Davies: The Deep Blue Sea (2011)

The Deep Blue Sea is an adaptation of Terence Rattigan’s 1952 play of the same name and centres on Hester Collyer (Rachel Weisz), a 1950s London housewife who finds herself neglected by both her husband and her lover. For the most part, Davies’ adaptation is gestural, rather than psychological – he’s not especially interested in Hester’s inner life, or in what drives her to have an affair, so much as the way the affair brings out a new series of poses, or postures. The thing is, those postures remain as unsatisfied by the affair as by the marriage, gesturing towards some new way of being close to people, a form of togetherness that takes place outside of the marriage-adultery bind. In part, that’s because Hester’s – and Weisz’s - postures feel like an organic extension of theatre into cinema, prescient of the camera’s presence in a way that other characters and spaces in the film are not.

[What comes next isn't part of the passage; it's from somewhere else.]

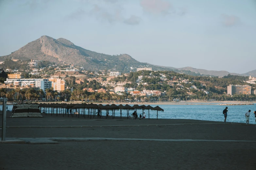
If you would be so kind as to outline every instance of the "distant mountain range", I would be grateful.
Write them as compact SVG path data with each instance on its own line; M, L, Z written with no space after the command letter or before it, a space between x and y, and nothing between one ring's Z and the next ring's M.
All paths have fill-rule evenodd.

To that end, Davies desiccates his mise-en-scenes until the camera feels positively corporeal, which corporealises Hester in turn, especially against the backdrop of the London streets, which take on the provisional theatricality of a soundstage, as if the hush just before the last bomb had settled and spread. And, as that might suggest, there’s a strong connection to Davies’ earlier period dramas – except that this is somehow both a period drama and a protest play, apocalyptic and nostalgic at the same time. You sense that what’s ultimately been killed by the war is the regularity or reliability of time, just as Hester finds herself unable to return to the pastness of her marriage or contemplate the futurity of her affair. Instead, she’s jettisoned in a new kind of present, the distended presence that Davies often associates with the discovery and apprehension of cinema. Yet this isn’t a straightforward discovery, or straightforwardly about discovery either. Rather, Hester’s yearning converges with Weisz’s performance in an elegy for cinema’s capacity to speak to inchoate, corporeal protest, protest that dwells in the deepest recesses of the body. As a result, Hester’s no more a character than Weisz’s performance is representational, just as we’re not finally presented with a film so much as an elegaic evocation of coming to cinematic consciousness

Friday
Oct182013

Kalatozov: Neotpravlennoye Pismo (Letter Never Sent) (1959)

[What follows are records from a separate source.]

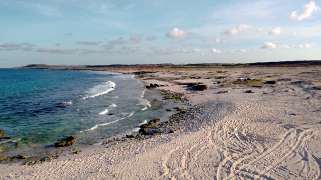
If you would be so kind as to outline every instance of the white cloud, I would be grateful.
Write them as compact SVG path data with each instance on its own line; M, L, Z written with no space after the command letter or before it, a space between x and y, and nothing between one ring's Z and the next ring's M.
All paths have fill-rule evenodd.
M130 38L129 38L129 40L137 42L140 40L141 38L141 35L135 34L131 35L131 36L130 36Z
M214 53L217 54L221 54L221 50L219 50L215 48L213 48L212 49L212 53Z
M212 42L213 40L213 38L205 38L202 40L203 42Z
M232 30L226 30L222 32L222 34L227 36L233 36L237 34L239 32L248 30L251 26L246 24L239 24Z
M310 48L312 47L312 46L311 44L305 44L303 45L299 45L297 47L299 48Z
M193 52L202 52L202 50L199 50L197 48L195 48L194 50L193 50Z
M78 45L97 46L97 45L99 45L102 42L101 41L98 41L98 42L77 41L75 42L75 44Z
M280 27L276 27L275 28L269 31L269 34L277 36L279 35L282 32L282 28Z
M60 54L74 54L76 51L74 50L71 49L54 49L49 48L40 48L36 50L37 52L49 52L49 53L55 53Z
M290 16L290 20L301 20L305 18L311 18L313 12L320 10L320 7L315 4L315 2L313 0L304 4L303 7L304 10L302 14L298 15L296 12L293 12Z
M264 42L263 46L260 48L266 48L268 50L276 50L276 44L271 42Z
M288 49L288 48L290 48L290 47L289 47L288 46L287 46L286 45L283 45L283 46L281 46L280 47L280 48Z
M145 40L155 40L156 39L156 36L148 36L147 37L146 37L146 38L145 38Z
M17 44L14 42L8 42L4 43L0 45L0 47L1 48L20 48L20 45Z
M237 52L246 52L246 50L244 49L239 49L236 51Z
M166 36L168 38L190 38L191 34L189 32L185 32L183 30L175 28L167 34Z
M216 43L226 43L226 40L222 40L220 38L217 38L215 40L215 42Z
M64 34L64 35L66 35L66 36L74 36L74 34L72 32L68 32L68 33Z
M230 50L230 51L227 52L227 54L234 54L234 52L234 52L234 51L232 50Z

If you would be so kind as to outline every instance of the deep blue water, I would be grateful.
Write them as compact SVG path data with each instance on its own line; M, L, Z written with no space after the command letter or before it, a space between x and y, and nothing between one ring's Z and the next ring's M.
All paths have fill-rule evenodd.
M2 144L2 155L37 153L71 135L76 146L137 130L164 114L145 90L132 76L108 72L0 69L0 130L23 144Z

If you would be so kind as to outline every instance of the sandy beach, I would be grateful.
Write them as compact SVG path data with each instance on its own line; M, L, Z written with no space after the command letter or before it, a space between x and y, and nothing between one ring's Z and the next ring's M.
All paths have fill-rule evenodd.
M0 179L320 179L320 70L143 70L151 72L136 75L144 84L168 85L147 90L183 92L189 100L162 133L43 164L1 164ZM209 88L191 90L189 83Z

The second of Kalatozov’s great collaborations with cinematographer Sergey Urusevsky, Letter Never Sent revolves around a group of geologists exploring the remote Siberian Plateau. Their mission is to find diamonds for the Soviet government, but they end up fending for their lives after being caught in the midst of a massive forest fire. It’s presented as a cautionary tale, but it’s not warning against personal greed or natural exploitation so much as the dangers of neglecting the camera’s power in colonising new worlds. Building upon the extended sequences of The Cranes are Flying, Kalatozov and Urusevsky present the camera as a geophysical tool, or perhaps a geometaphysical tool – a fusion of fire and water that purifies the air before it and transforms the earth beneath it. Swifter than water and nimbler than flame, this camera doesn’t move through air so much as remove air, sending forth a vacuum to prepare its passage. In doing so it emits a different kind of space from the spaces it depicts – it is as if it carried a small pocket of outer space around in front of it (and the point of the diamonds is to provide funding for the Soviet space program). Among other things, that means that there’s no real middle distance in the film, as the foreground perpetually falls back into utter remoteness, often by way of precipices and shorelines, which drop suddenly to unimaginable voids. Suspended between fire and water – the film actually ends with fire suspended on water – the lens collapses cinematography into space exploration, making for one of the most cosmic, dynamic visions of Communism ever committed to film, a manifesto and blueprint for exploring the most distant reaches of the ideological universe.